Linguistic Insights for Building Language Technology
Anna Feldman & Jing Peng
Our area of work is Natural Language Processing, which is a field at the intersection of linguistics, computer science, and often many other disciplines. We will describe three ongoing projects that use insights from linguistics.
Morphological analysis, tagging and lemmatization are essential for many NLP applications of both practical and theoretical nature. Modern taggers and analyzers are very accurate. However, the standard way to create them for a particular language requires substantial amount of expertise, time and money. A tagger is usually trained on a large corpus (around 100,000+ words) annotated with correct tags. Morphological analyzers usually rely on large manually created lexicons. As a result, most of the world languages and dialects have no realistic prospect for morphological taggers or analyzers created this way. We have been developing a method for creating morphological taggers and analyzers of fusional languages without the need for large-scale knowledge- and labor-intensive resources for the target language. Instead, we rely on (i) resources available for a related language, (ii) a limited amount of high-impact, low-cost manually created resources, (iii) linguistic observations about the relationship between the source-target morphologies.
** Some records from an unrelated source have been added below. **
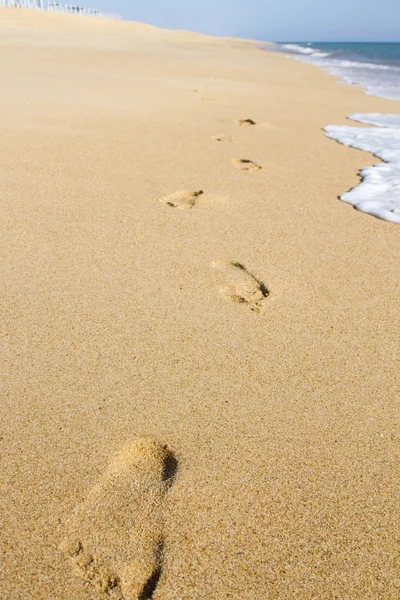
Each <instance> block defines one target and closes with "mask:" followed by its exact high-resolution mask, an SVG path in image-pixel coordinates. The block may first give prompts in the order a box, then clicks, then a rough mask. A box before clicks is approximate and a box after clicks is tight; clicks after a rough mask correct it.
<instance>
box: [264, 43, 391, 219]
mask: <svg viewBox="0 0 400 600" xmlns="http://www.w3.org/2000/svg"><path fill="white" fill-rule="evenodd" d="M269 49H271V50H273V51H276V52H283V53H285V54H286V55H287V56H291V57H292V58H297V59H298V60H302V61H305V62H309V63H312V64H314V65H317V66H319V67H321V68H322V69H324V70H326V71H328V72H329V73H331V74H332V75H336V76H337V77H338V78H339V79H341V80H342V82H344V83H347V84H349V85H355V86H359V87H361V88H363V89H364V91H365V93H366V94H371V95H373V96H380V97H382V98H389V99H392V100H400V43H365V42H362V43H361V42H359V43H356V42H345V43H344V42H336V43H332V42H309V43H303V42H299V43H294V42H290V43H285V42H282V43H280V44H274V46H272V47H270V48H269ZM348 118H349V119H350V120H351V124H349V125H348V126H346V125H345V126H344V125H327V126H326V127H325V132H326V135H327V136H328V137H330V138H332V139H333V140H336V141H337V142H340V143H341V144H345V145H346V146H351V147H352V148H357V149H359V150H365V151H366V152H371V153H372V154H375V156H377V157H378V158H380V159H381V161H383V162H380V163H377V164H376V165H374V166H373V167H370V166H369V167H365V168H364V169H362V170H361V171H360V177H361V183H360V185H358V186H356V187H355V188H353V189H351V190H348V191H347V192H344V193H343V194H342V195H341V196H340V198H341V200H343V201H344V202H348V203H349V204H352V205H353V206H354V207H355V208H357V209H358V210H361V211H363V212H366V213H368V214H370V215H373V216H375V217H378V218H380V219H384V220H386V221H389V222H391V223H397V224H400V103H399V105H398V110H397V111H396V112H395V113H393V114H381V113H369V114H363V113H355V114H353V115H348ZM357 123H363V124H364V125H370V126H371V127H363V128H360V127H359V126H355V125H356V124H357Z"/></svg>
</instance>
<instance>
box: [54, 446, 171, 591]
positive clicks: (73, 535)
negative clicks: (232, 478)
mask: <svg viewBox="0 0 400 600" xmlns="http://www.w3.org/2000/svg"><path fill="white" fill-rule="evenodd" d="M176 469H177V462H176V459H175V457H174V454H173V452H172V450H171V449H170V448H169V447H168V446H166V445H165V444H162V443H160V442H158V441H156V440H154V439H148V438H145V439H140V440H137V441H136V442H134V443H133V444H131V445H130V446H128V447H126V448H125V449H124V450H123V451H122V452H121V453H120V454H119V455H118V456H117V457H116V458H115V459H114V460H113V461H112V462H111V464H110V466H109V468H108V470H107V471H106V472H105V474H104V475H103V476H102V477H101V478H100V480H99V482H98V483H97V484H96V485H95V486H94V487H93V488H92V489H91V491H90V492H89V494H88V496H87V499H86V500H85V502H83V504H81V505H80V506H78V507H77V508H76V510H75V513H74V514H73V516H72V518H71V519H70V522H69V524H68V535H67V537H66V538H65V540H64V541H63V542H62V544H61V545H60V550H61V551H62V552H63V553H64V554H66V555H67V556H68V558H69V559H70V561H71V563H72V565H73V567H74V570H75V571H76V572H77V574H79V575H80V577H82V578H83V579H84V581H85V583H86V584H88V585H90V586H91V587H92V588H93V589H94V591H95V592H96V595H97V597H98V598H102V599H105V598H107V599H109V598H113V599H115V600H149V599H150V598H152V596H153V593H154V591H155V589H156V587H157V584H158V581H159V579H160V576H161V574H162V567H163V553H164V533H163V504H164V499H165V498H164V496H165V493H166V492H167V490H168V488H169V487H170V485H171V484H172V482H173V479H174V476H175V473H176Z"/></svg>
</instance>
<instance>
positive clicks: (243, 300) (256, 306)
mask: <svg viewBox="0 0 400 600" xmlns="http://www.w3.org/2000/svg"><path fill="white" fill-rule="evenodd" d="M211 266H212V267H213V268H214V269H216V270H217V271H218V272H220V273H221V275H223V277H222V280H223V285H222V287H221V288H220V293H221V294H222V295H223V296H224V297H225V298H226V299H227V300H230V301H231V302H236V303H238V304H246V305H247V306H248V307H249V308H250V310H252V311H254V312H256V313H260V314H262V313H264V312H265V300H266V298H268V296H269V290H268V288H267V287H266V285H265V284H264V283H262V281H260V280H259V279H257V277H255V276H254V275H253V274H252V273H250V272H249V271H248V270H247V269H246V267H245V266H244V265H242V264H240V263H238V262H222V261H214V262H213V263H212V264H211Z"/></svg>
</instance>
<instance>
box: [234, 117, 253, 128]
mask: <svg viewBox="0 0 400 600" xmlns="http://www.w3.org/2000/svg"><path fill="white" fill-rule="evenodd" d="M238 123H239V125H241V126H242V127H251V126H252V125H256V122H255V121H253V119H240V120H239V121H238Z"/></svg>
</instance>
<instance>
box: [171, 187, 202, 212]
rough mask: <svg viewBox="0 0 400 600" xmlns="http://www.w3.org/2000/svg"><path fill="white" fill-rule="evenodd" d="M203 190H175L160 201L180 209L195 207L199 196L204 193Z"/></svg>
mask: <svg viewBox="0 0 400 600" xmlns="http://www.w3.org/2000/svg"><path fill="white" fill-rule="evenodd" d="M203 193H204V192H203V190H200V191H198V192H190V191H188V190H182V191H180V192H174V193H173V194H169V195H168V196H164V198H161V199H160V202H162V203H163V204H166V205H167V206H171V207H172V208H179V209H180V210H188V209H190V208H193V207H194V205H195V204H196V201H197V198H198V197H199V196H201V195H202V194H203Z"/></svg>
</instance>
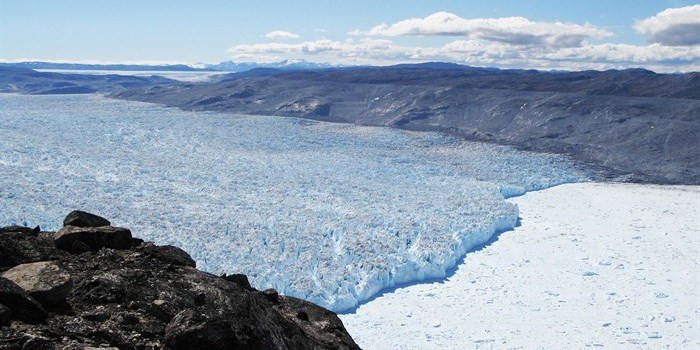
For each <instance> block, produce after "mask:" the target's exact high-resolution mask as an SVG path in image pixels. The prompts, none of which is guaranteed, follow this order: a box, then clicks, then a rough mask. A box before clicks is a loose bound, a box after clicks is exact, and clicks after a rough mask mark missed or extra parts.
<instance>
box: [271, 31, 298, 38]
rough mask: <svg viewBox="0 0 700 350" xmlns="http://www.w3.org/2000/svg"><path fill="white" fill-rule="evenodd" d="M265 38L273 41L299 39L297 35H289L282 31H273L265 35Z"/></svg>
mask: <svg viewBox="0 0 700 350" xmlns="http://www.w3.org/2000/svg"><path fill="white" fill-rule="evenodd" d="M265 37H266V38H268V39H273V40H284V39H297V38H299V35H298V34H294V33H290V32H285V31H284V30H273V31H271V32H269V33H267V34H265Z"/></svg>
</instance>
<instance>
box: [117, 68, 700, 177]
mask: <svg viewBox="0 0 700 350" xmlns="http://www.w3.org/2000/svg"><path fill="white" fill-rule="evenodd" d="M241 91H246V93H245V94H241V93H240V92H241ZM698 91H700V79H699V76H698V73H688V74H678V75H672V74H655V73H653V72H649V71H642V70H629V71H606V72H571V73H548V72H534V71H499V70H486V69H483V70H479V69H473V70H466V69H464V70H459V69H457V70H446V69H443V70H439V69H438V70H436V69H416V68H397V67H393V68H392V67H386V68H365V69H363V68H354V69H345V70H324V71H319V72H303V71H302V72H275V71H272V72H269V71H262V72H255V71H251V72H246V73H241V74H234V75H229V76H227V77H226V78H223V79H221V80H219V81H217V82H208V83H201V84H181V85H176V86H170V87H168V88H165V89H155V90H153V89H133V90H130V91H121V92H119V93H116V94H114V95H113V96H114V97H117V98H123V99H130V100H138V101H146V102H154V103H160V104H165V105H168V106H176V107H180V108H184V109H192V110H213V111H225V112H232V113H241V114H255V115H277V116H291V117H300V118H308V119H316V120H324V121H333V122H347V123H355V124H361V125H375V126H387V127H394V128H401V129H409V130H422V131H426V130H429V131H442V132H447V133H450V134H454V135H458V136H461V137H464V138H466V139H469V140H476V141H486V142H496V143H501V144H508V145H514V146H516V147H518V148H521V149H526V150H533V151H541V152H552V153H559V154H566V155H569V156H571V157H573V158H574V159H577V160H580V161H583V162H587V163H589V164H591V165H593V166H594V167H599V168H600V169H601V171H602V174H603V176H606V177H608V176H609V177H618V178H619V179H623V180H628V181H641V182H654V183H679V184H700V157H698V154H700V100H699V98H700V95H699V94H698ZM217 97H218V98H217ZM202 101H206V102H207V103H206V104H203V103H202Z"/></svg>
The main goal of the second project is to develop a language independent method for automatic idiom recognition. Idiomatic expressions, such as 'a blessing in disguise' and 'kick the bucket' are plentiful in everyday language, though they remain mysterious, as it is not clear exactly how people learn and understand them. There is no single agreed-upon definition of idiom that covers all members of this class, but idioms tend to be relatively fixed in grammatical form and meaning, but with relatively little predictability in the relation between form and meaning. Also, many idiomatic expressions can appear with both literal, i.e. fully predictable, interpretations given their form -- compare 'The little girl made a face at her mother.' (idiomatic) vs. 'The little girl made a face on the snowman using a carrot and two buttons.' (literal). As a result, idioms present great challenges for a variety of NLP applications, including machine translation systems, which often do not detect idiomatic language. To address these challenges, we use linguistic observations combined with machine learning. The starting point is that idioms are semantic outliers that violate cohesive structure, especially in local contexts. The following properties are quantified and incorporated into our algorithm: non-compositionality; violation of local cohesive ties; idiomaticity is not binary -- idioms fall on the continuum from being compositional to being partly unanalyzable to completely non-compositional.
The role of a learner's native language (L1) in second language (L2) acquisition has been widely discussed in the theories of Second Language Acquisition (SLA). The literature suggests that writers' spelling, grammar and lexicon in second languages are often influenced by patterns in their native language. However, the extent of the importance of L1 for acquiring L2 still cannot be determined exactly and remains a controversial topic of SLA research. Recently, the availability of learner corpora has provided opportunities for verifying SLA hypotheses. The previous literature suggests that the best performing features for native language identification are largely the features that rely on the content of the data, such as word n-grams, function words and character n-grams. This means that the future applicability of these features is limited to corpus specific data. The primary goal of our work is to address this problem. We use only non-content based features, part-of-speech tags (POS) and error tags. Exploring these features is useful for corpora independent approaches to native language identification. Our secondary goal is to analyze the features that perform best for highly inflectional data. We approach binary classification as the beginning step in the development of a systematic tool for recognizing a specific L1 from morphologically complex L2 data. We use machine learning techniques to identify features contributing to the classification between Indo-European (IE) and non-Indo-European (NIE) L1 backgrounds of learners of L2 Czech. The results of the experiments show that the non-content based features, especially error tags, are the strongest indicators of the learner's language background.